A Maria tem um pai e o pai da Maria é o melhor pai que ela podia ter. Aqui há tempos perguntavam-me se eu algum dia me arrependi deste pai para esta Maria. Nem respondi por achar a pergunta tão descabida. Foi como se me perguntassem se eu acho que há limoeiros em Marte. A Maria só existe porque há este pai e se voltasse atrás era com ele que teria esta Maria. Não se muda a mãe e não se muda o pai. Ela tem tiques dele. É tão clara quanto ele. Cabelo liso como o dele. Com um gosto musical especial como ele tem. Até sardas a miúda já tem. A minha Maria não seria esta minha Maria se não tivesse este pai. E este pai foi, talvez, a única coisa que escolhi bem na vida. Porque escolhemos. Na maioria das vezes escolhemos ter filhos com este ou aquele homem. E  depois, muitas vezes, desdizemos de tal façanha. Como se ter um filho fosse coisa pouca. Fosse uma loucura no meio de uma paixão. Ter um filho deve ser pensado, ponderado para depois, mesmo depois da conjugalidade, que se pode desfazer na espuma dos dias, haja a paternidade que nos une.

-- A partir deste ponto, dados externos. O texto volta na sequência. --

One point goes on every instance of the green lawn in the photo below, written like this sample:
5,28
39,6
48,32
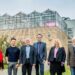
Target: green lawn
66,73
47,72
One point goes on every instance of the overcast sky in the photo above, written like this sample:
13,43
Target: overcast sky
63,7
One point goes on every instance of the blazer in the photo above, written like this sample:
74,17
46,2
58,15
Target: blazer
71,56
42,51
60,57
32,55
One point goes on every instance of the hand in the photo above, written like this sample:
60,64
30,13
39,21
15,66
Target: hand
48,63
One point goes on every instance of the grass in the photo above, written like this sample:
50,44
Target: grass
65,73
47,72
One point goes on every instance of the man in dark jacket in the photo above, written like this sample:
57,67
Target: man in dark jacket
12,57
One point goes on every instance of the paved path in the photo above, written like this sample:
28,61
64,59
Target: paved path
4,72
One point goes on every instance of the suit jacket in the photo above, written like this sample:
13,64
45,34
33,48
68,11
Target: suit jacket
42,51
32,55
71,56
60,56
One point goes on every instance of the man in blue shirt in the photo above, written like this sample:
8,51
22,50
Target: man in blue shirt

Quando ouço mães a falarem mal dos pais às próprias crianças, penso que as estão a martirizar por uma escolha que apenas às mães diz (disse) respeito. Há maus pais? Sim, há. Há pais que depois de uma separação se esquecem dos filhos, sim há. Mas julga uma mãe que a criança não sabe disso sem que lhe seja preciso dizer? Sabe, pois. A criança sabe exatamente que tipo de pai é o seu pai. Não precisa do rancor da mãe em cima das palavras para lhe fazer ver que aquela pessoa está aquém do que gostaria. Não podemos amar os filhos, dizer que queremos o seu melhor e depois desdizer do pai. Eu sei bem os defeitos do meu pai. Não foi a minha mãe que os disse. Fui eu que fui descobrindo. Detestaria ouvir minha mãe falar mal do meu pai. Sei bem os desfeitos do pai da Maria (e este saberá dos meus). E sei que o pai da Maria nunca falará mal de mim. Se discordamos pegamos no telefone e falamos. Às vezes gritamos. Discutimos. Desligamos com vontade de matar o outro. Dá vontade de dizer: o teu pai isto ou o teu pai aquilo. E depois? Que tipo de mãe seria se o fizesse? O que ganharia a Maria com isso? Mesmo quando ele faz diferente do que eu gostaria, não está ele a fazer o seu melhor? Não estou eu a fazer o meu melhor quando faço diferente dele?

Há maus pais, que há, mas há mães que podiam refletir mais e melhor quando falam com os filhos.

Que sirva para isso este Dia do Pai que se aproxima.